I have a STM32L151RBT6 with 1 ADC and 2 channels configured. The ADC is configured in "scan mode" and "continuous mode". The ADC has a resolution of 12 bits. The ADC values are saved into a buffer, where every element of the array is 32 bits in size. The DMA saves the ADC values as half word, so every element of the array contains 2 ADC values. So, if you zoom into an element, it would look like this:
MSB 0000 0000 0000 0000 0000 0000 0000 0000 LSB
|--| |------------| |--| |------------|
| | | |
| | | |ADC CH0 Value
| | |
| | |Filler Bits
| |
| |ADC CH1 Value
|
| Filler Bits
Note that every value is only 12 bits in size, since the ADC resolution is 12 bits.
Now comes my question: How would the DMA save the ADC values into the array, if I would configure 3 ADC channels, without reducing the resolution?

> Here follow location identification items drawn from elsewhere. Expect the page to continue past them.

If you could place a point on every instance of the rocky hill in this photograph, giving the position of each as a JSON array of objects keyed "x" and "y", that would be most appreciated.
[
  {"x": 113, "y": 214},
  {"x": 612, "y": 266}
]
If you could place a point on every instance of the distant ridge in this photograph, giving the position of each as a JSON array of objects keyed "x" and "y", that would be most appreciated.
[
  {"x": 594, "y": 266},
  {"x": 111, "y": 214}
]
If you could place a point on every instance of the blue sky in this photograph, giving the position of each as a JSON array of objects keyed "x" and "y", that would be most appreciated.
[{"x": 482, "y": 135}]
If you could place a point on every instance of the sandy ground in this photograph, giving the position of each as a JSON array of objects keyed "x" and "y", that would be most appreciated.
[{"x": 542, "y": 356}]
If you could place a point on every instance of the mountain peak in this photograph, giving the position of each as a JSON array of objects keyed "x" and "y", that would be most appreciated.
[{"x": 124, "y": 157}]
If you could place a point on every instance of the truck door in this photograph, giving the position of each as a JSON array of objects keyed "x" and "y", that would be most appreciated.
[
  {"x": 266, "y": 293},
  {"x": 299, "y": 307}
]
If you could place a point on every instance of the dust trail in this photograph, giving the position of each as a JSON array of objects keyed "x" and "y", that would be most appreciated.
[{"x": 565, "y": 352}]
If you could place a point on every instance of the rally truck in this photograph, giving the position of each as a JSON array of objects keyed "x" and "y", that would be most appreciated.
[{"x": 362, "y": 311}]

This is my DMA configuration:
static uint32_t ADC_ConvertedValue[16];
HAL_ADC_Start_DMA(&hadc, ADC_ConvertedValue, 32);
The ADC/DMA doesn't care that you defined your array to be an array of uint32_t. It just needs a memory address (probably aligned on a 2-byte boundary), and it will write the data in. You could define it as an array of char and it would be equally happy, so long as the alignment and size were ok.

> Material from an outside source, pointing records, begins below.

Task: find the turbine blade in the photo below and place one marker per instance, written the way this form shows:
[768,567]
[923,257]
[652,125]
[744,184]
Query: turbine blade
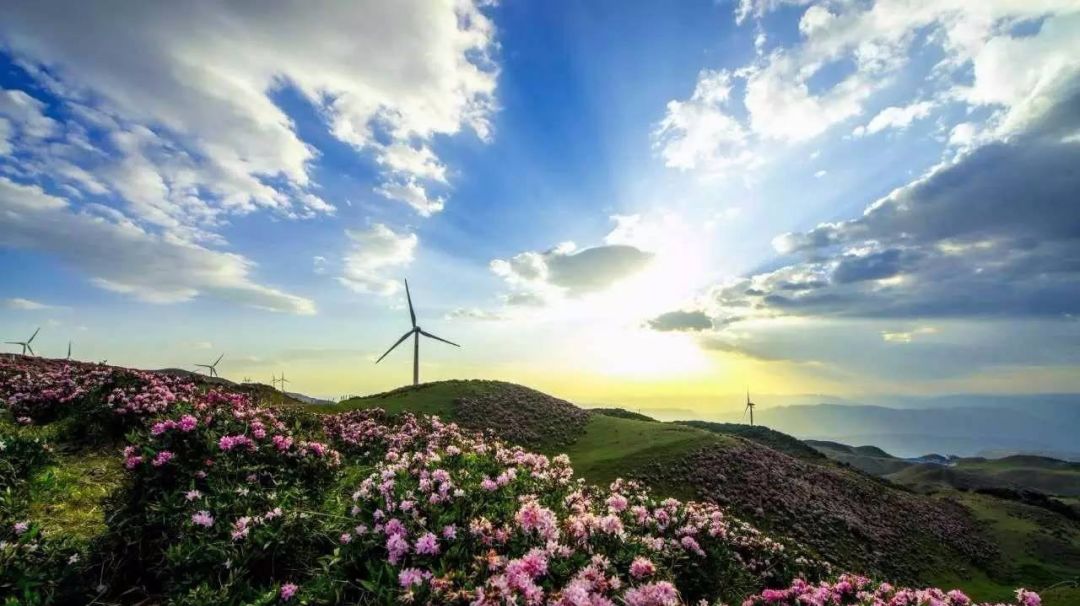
[427,334]
[405,336]
[412,313]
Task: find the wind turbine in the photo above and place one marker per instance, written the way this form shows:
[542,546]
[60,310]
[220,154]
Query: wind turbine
[212,368]
[26,344]
[415,332]
[750,406]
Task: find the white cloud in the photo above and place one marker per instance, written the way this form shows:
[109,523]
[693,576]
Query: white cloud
[25,305]
[567,270]
[187,95]
[27,113]
[414,194]
[701,134]
[849,52]
[907,336]
[474,313]
[893,117]
[374,253]
[120,256]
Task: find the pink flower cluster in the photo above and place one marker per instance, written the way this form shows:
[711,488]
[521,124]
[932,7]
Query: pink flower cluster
[526,517]
[853,590]
[37,388]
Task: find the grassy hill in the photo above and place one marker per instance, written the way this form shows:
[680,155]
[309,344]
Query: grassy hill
[1051,476]
[979,542]
[780,483]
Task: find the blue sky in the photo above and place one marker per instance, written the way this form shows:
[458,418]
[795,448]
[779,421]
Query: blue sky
[613,201]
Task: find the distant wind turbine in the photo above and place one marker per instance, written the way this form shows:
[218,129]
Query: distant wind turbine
[26,344]
[416,332]
[212,368]
[750,406]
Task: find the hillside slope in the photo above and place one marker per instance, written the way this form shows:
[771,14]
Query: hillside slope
[780,483]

Since you are running the ADC in 12-bit mode, and it is storing samples as 16-bit values, it would be much more natural to define the array as:
static uint16_t ADC_ConvertedValue[32];
Then you could access your samples using simple array indexing, rather than having to manually extract them from 32-bit values.
If you persist in using uint32_t, and changed the number of channels to 3, then the first array member would have samples from channels 0 and 1, then the next array member would have samples from channels 2 and 0, then the next would have 1 and 2, etc.